Plymouth
Image: Ebitart / Wikimedia Commons

Hundreds of Plymouth students registered to vote without consent

Plymouth City Council has been criticised after admin errors meant that over 600 students were registered without their knowledge.

A further 215 over-18s who are not at university were also added to the register without their consent, while the errors also meant 247 under-18s in the Plymouth Sutton and Davenport constituency were sent polling cards.

The council have said in a statement that they have since removed anyone who should not be on the register and is writing to all those affected to notify them that they will need to register themselves if they want to vote.

“We thought we had found all the entries in our 192,000 records in May and deleted them.

“We have reviewed our register and found that we missed 635.”

They claimed the error was caused by “the way we electronically mark 16 and 17-year-olds on our electoral system”.

The students’ information had been provided by their universities and of those added without permission 137 had been sent a voting card.

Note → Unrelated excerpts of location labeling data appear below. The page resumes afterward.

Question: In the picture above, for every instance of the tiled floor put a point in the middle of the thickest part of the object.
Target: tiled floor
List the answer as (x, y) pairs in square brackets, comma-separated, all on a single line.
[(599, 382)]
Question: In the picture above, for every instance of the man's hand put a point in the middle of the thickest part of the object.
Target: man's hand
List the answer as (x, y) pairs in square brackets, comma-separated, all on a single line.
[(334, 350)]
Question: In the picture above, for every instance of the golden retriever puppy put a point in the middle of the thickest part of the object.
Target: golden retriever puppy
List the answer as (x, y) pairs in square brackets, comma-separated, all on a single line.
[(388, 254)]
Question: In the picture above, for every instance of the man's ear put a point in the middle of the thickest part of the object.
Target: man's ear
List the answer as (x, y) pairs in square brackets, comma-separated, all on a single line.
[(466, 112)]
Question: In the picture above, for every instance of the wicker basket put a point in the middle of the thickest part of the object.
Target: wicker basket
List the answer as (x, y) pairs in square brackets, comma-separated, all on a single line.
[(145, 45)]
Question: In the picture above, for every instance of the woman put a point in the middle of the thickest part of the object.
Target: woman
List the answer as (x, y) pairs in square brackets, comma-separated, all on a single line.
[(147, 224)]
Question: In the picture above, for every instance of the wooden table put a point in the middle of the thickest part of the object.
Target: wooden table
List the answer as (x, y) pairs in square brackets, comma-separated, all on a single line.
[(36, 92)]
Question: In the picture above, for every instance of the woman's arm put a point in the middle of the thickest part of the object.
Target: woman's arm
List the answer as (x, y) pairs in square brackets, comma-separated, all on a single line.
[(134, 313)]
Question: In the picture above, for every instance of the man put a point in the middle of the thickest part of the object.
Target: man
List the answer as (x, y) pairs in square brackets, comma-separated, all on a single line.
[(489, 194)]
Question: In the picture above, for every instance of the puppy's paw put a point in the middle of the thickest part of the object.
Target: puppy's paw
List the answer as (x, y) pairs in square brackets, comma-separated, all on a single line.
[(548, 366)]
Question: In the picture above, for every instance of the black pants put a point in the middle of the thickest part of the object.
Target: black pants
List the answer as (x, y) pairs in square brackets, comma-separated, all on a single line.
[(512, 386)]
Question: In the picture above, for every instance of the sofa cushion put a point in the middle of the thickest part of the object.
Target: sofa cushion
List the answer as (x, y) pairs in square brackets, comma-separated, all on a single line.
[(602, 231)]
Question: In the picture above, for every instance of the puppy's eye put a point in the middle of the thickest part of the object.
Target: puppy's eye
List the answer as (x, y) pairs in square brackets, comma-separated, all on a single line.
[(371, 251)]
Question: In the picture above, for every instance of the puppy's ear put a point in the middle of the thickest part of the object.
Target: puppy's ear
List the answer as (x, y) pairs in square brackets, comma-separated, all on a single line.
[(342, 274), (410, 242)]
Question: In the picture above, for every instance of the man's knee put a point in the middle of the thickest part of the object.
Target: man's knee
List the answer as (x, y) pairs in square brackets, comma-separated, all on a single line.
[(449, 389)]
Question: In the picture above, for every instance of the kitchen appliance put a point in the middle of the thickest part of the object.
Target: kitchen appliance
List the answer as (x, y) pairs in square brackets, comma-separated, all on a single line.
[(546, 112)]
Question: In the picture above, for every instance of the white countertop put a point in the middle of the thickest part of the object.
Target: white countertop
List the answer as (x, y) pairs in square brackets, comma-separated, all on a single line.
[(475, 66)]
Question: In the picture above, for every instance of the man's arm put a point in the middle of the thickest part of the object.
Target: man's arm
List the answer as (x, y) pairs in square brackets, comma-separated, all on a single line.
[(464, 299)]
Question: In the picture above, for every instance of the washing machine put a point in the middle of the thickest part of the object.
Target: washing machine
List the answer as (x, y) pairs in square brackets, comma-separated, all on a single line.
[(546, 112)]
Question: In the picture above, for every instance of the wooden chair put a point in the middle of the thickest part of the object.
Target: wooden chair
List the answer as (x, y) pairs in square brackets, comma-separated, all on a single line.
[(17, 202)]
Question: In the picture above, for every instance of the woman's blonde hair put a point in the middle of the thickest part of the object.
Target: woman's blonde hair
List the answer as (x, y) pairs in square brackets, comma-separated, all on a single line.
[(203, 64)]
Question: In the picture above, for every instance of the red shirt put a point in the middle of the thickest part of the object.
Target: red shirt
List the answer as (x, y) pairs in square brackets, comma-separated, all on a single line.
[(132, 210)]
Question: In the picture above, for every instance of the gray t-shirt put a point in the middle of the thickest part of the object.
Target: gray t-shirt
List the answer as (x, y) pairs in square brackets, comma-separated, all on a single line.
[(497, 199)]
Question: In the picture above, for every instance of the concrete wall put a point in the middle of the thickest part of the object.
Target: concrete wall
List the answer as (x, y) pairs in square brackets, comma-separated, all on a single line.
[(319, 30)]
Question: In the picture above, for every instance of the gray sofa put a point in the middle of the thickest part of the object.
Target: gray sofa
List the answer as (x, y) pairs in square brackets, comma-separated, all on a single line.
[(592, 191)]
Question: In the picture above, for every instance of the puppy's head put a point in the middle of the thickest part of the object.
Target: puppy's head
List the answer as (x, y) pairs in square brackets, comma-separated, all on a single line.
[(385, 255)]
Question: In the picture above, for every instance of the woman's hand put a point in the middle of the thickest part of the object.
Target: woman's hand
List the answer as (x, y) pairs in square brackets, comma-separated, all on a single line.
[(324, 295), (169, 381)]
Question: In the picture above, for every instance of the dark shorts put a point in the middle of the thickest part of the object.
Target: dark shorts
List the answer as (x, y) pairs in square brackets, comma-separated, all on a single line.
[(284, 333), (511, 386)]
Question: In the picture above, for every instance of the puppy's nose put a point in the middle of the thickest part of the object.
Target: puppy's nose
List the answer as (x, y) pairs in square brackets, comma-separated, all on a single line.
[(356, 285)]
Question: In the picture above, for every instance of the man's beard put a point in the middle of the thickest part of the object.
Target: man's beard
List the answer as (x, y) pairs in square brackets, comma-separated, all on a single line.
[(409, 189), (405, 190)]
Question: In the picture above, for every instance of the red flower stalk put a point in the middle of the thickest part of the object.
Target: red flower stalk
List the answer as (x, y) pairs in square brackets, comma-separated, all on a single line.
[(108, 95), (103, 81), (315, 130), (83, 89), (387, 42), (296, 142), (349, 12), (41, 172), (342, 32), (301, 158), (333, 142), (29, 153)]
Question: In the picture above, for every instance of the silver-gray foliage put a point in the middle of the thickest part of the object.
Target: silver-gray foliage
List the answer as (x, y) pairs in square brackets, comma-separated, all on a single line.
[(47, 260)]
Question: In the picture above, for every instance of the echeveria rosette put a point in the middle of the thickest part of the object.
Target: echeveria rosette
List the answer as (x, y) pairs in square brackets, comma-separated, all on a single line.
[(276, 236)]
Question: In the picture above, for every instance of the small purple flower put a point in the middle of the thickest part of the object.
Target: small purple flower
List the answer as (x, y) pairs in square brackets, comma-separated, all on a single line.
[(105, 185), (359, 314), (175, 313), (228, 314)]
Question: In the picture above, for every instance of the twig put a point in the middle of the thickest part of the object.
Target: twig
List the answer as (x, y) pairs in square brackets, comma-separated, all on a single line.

A spokesman for the council has said that “none of the universities are in any way responsible for our error”.

In a letter to the electoral commission, the Conservative parliamentary candidates for the three constituencies affected have called for an investigation into the incident.

The candidate for Plymouth Moor View, Johnny Mercer MP, said he was “really disappointed” by the council’s actions and that “it has shattered my faith in [the council’s] ability to conduct free and fair elections”.

“I want as many people to vote as possible, but don’t believe in these practices which are inevitably open to abuse, and are not legal”, he continued.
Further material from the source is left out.